Gece Üzerinde Niçin Israr? Buraya kadar kaydedilen nâsslardan iki husus bilhassa dikkatimizi çekmektedir:

1- "Gece" ile ilgili âyetler "gündüz" ile ilgili âyetlerden sayıca daha çok (leyl = gece kelimesi 92, nehâr = gündüz kelimesi 57 adet).

2- Kıyâmu´lleyl ile, yani gecenin değerlendirilmesiyle alakalı ilâhî emir Hz. Peygamber´e peygamberliğin ilk yıllarında geliyor. Yani gecenin tanzimi üzerine gelen ve dötte üç miktarına varıncaya kadar büyük bir bölümünün uyanık geçirilmesini emreden Müzzemmil sûresi, geliş (nüzûl) sırası itibariyle 3. sırada yer almaktadır. Demek ki, ilk ilâhî emirlerden biri gecenin değerlendirilmesi ve tanzimi olmuştur. Halbuki gündüz vaktinin tanzimini böylesine teferruâtla ele alan bir âyet hiçbir zaman nâzil olmamıştır.

Bu durumu, gecenin beşerî hayattaki ehemmiyetiyle izah edebiliriz. Gerek başarıda ve gerekse başarısızlıkta olsun, insana hayatı boyunca derin ve kesin te´sir icrâ eden hususlardan biri, gece hayatıdır. Gece, insan hayatının yarısını teşkil ettiği halde, ihmal edilme, gafletle geçirilme tehlikesine maruzdur. Şu halde, ikaz ve uyarıların, ciddi dikkat çekmelerin bu hususta daha çok olması gerekmektedir. Kur´ân bunu yapmıştır.

İlâhî emirle geceyi tanzim edip değerlendirecek olan insan, gündüz vaktini de azami şekilde değerlendirecek demektir. Zira gece mes´elesinde muvaffakiyet bir azim, gayret ve irade işidir, şuur işidir.

Zor olanı halleden, kolay olanda takılır mı? Geceyi ihyâ eden, gündüzü öldürür mü?

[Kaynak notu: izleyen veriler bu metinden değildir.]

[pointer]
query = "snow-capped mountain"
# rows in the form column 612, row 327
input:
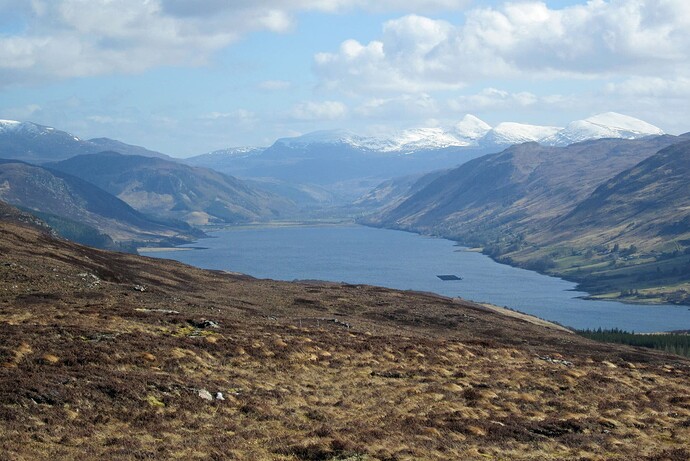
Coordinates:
column 474, row 132
column 509, row 133
column 471, row 129
column 9, row 127
column 323, row 137
column 606, row 125
column 35, row 143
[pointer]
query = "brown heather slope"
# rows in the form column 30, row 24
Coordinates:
column 92, row 367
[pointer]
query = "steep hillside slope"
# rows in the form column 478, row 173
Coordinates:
column 58, row 194
column 558, row 211
column 38, row 144
column 112, row 356
column 650, row 201
column 171, row 190
column 518, row 190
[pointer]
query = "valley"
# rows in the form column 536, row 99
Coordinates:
column 115, row 356
column 601, row 202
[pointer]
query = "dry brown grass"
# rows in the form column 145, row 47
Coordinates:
column 109, row 372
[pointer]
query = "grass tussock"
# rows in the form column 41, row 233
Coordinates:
column 110, row 372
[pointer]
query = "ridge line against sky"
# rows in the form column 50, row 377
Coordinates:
column 186, row 77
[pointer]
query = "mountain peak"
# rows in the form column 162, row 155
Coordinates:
column 508, row 133
column 321, row 137
column 604, row 125
column 472, row 128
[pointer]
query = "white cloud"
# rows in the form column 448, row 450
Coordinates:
column 274, row 85
column 524, row 39
column 652, row 87
column 413, row 106
column 315, row 111
column 78, row 38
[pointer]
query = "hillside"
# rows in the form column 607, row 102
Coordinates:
column 172, row 190
column 558, row 211
column 113, row 356
column 77, row 203
column 38, row 144
column 522, row 188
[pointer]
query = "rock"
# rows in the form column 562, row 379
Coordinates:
column 204, row 323
column 204, row 394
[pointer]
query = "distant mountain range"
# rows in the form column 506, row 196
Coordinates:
column 171, row 190
column 612, row 214
column 348, row 165
column 37, row 144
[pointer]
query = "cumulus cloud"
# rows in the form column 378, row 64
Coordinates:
column 78, row 38
column 522, row 39
column 399, row 107
column 323, row 110
column 274, row 85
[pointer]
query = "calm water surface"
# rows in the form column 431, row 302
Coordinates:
column 395, row 259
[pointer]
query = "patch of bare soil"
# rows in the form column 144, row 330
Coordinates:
column 113, row 356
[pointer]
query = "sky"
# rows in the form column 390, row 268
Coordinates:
column 185, row 77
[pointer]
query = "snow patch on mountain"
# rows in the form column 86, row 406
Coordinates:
column 238, row 152
column 8, row 125
column 13, row 126
column 471, row 129
column 422, row 138
column 509, row 133
column 606, row 125
column 323, row 137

Bu hikmete binaen, daha peygamberliğin başında Cenâb-ı Hakk, Resûlullah (aleyhissalâtu vesselâm)´a zamanı iyi kullanma dersini vermek için kıyâmu´lleyl´i emretmiştir.

Hz. Muhammed (aleyhissalâtu vesselâm)´in mûcizevi başarısında, gecenin değerlendirilmesi olan kıyamu´lleyl´in mühim payını görmemek mümkün mü?

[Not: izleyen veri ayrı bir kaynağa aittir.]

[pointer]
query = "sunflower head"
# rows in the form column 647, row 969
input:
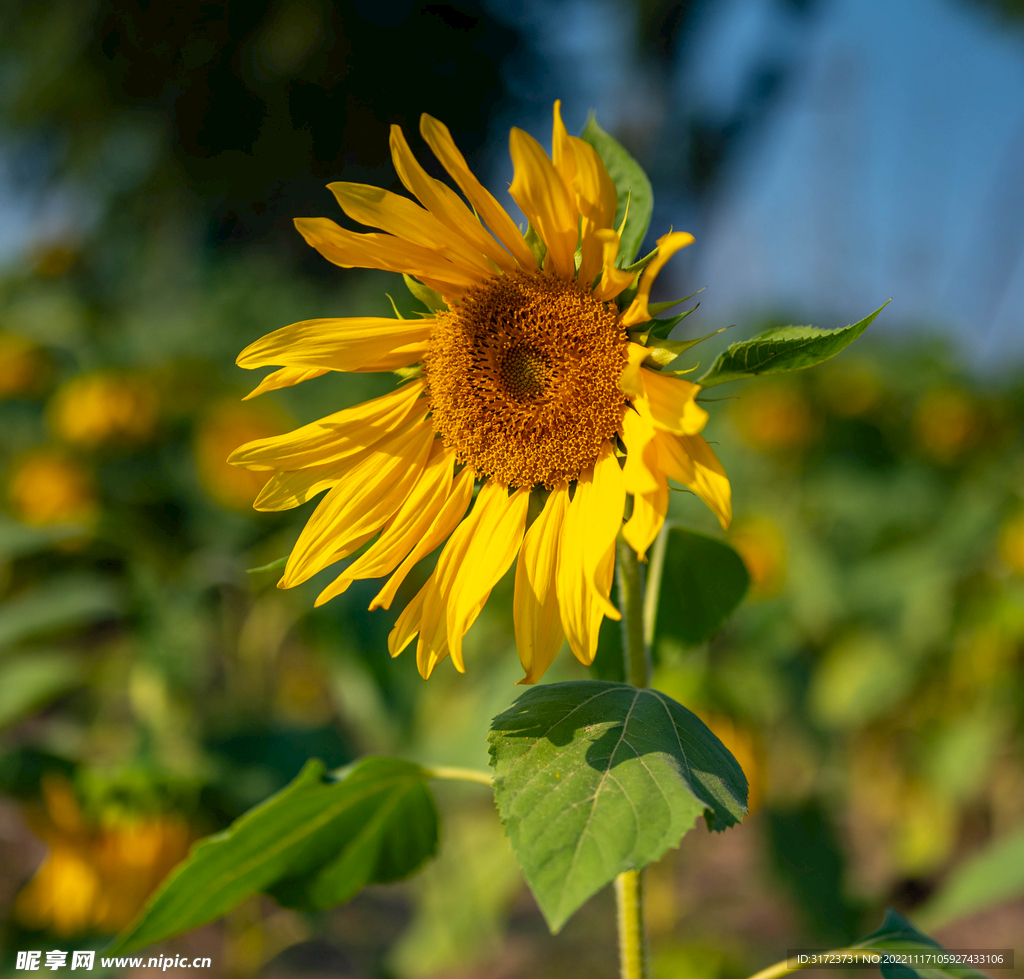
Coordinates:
column 531, row 371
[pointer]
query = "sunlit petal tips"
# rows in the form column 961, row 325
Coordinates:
column 524, row 382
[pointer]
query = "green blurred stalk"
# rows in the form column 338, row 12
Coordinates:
column 629, row 886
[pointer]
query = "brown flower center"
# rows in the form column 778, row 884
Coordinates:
column 523, row 377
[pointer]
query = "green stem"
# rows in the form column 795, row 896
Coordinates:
column 460, row 774
column 629, row 885
column 632, row 947
column 784, row 969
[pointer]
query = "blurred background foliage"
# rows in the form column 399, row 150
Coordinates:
column 153, row 157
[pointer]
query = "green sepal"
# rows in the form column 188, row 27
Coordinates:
column 641, row 263
column 536, row 245
column 782, row 349
column 314, row 844
column 627, row 296
column 659, row 329
column 593, row 778
column 632, row 185
column 410, row 373
column 432, row 300
column 656, row 307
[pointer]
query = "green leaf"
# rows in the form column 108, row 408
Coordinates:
column 59, row 603
column 693, row 585
column 432, row 300
column 18, row 539
column 632, row 184
column 312, row 845
column 536, row 245
column 272, row 566
column 897, row 934
column 989, row 878
column 32, row 680
column 782, row 349
column 659, row 329
column 593, row 778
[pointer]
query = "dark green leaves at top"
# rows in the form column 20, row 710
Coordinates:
column 695, row 583
column 782, row 349
column 312, row 845
column 594, row 778
column 632, row 184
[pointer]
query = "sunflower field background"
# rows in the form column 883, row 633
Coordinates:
column 155, row 684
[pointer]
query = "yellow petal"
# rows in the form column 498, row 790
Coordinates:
column 346, row 344
column 349, row 250
column 406, row 528
column 443, row 203
column 613, row 280
column 601, row 512
column 630, row 381
column 489, row 555
column 542, row 196
column 406, row 219
column 580, row 611
column 442, row 524
column 539, row 632
column 400, row 356
column 478, row 552
column 668, row 245
column 584, row 174
column 408, row 626
column 672, row 402
column 367, row 496
column 649, row 511
column 286, row 377
column 641, row 470
column 285, row 491
column 690, row 461
column 502, row 226
column 587, row 555
column 336, row 437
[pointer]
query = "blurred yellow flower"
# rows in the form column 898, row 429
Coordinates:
column 775, row 417
column 47, row 486
column 1012, row 543
column 522, row 380
column 23, row 366
column 762, row 547
column 95, row 878
column 219, row 430
column 947, row 423
column 94, row 410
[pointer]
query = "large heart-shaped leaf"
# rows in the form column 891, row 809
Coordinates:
column 593, row 778
column 312, row 845
column 632, row 185
column 782, row 349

Gerek uhrevî kurtuluşunu ve gerekse İslâm´ın tekrar teâlisini gaye edinenlerin, rahmet-i Rahman´ın celb ve tecellisinde böylesine müessir bir vasıtayı şevkle tutmaları, kıyâmu´lleyl kapısından vecdle girmeleri gerekmez mi?[1242]


Konu Başlığı: Ynt: Namazla İlgili Hadisler-2devamı 23
Gönderen: emrediva üzerinde 29 Nisan 2010, 00:53:41
selamün aleyküm !  değerli arkadaşlar ben bu siteye yeni üye oldum. siteninde acemisiyim aslında asıl amacım arapça öğrenmek..arapçayı öğrenmek için bu siteden yararlanma imkanım varmı? varsa nasıl lütfen bilgilendirirseniz sevinirim. Allahın selamı üzerimize olsun... teşekkürler.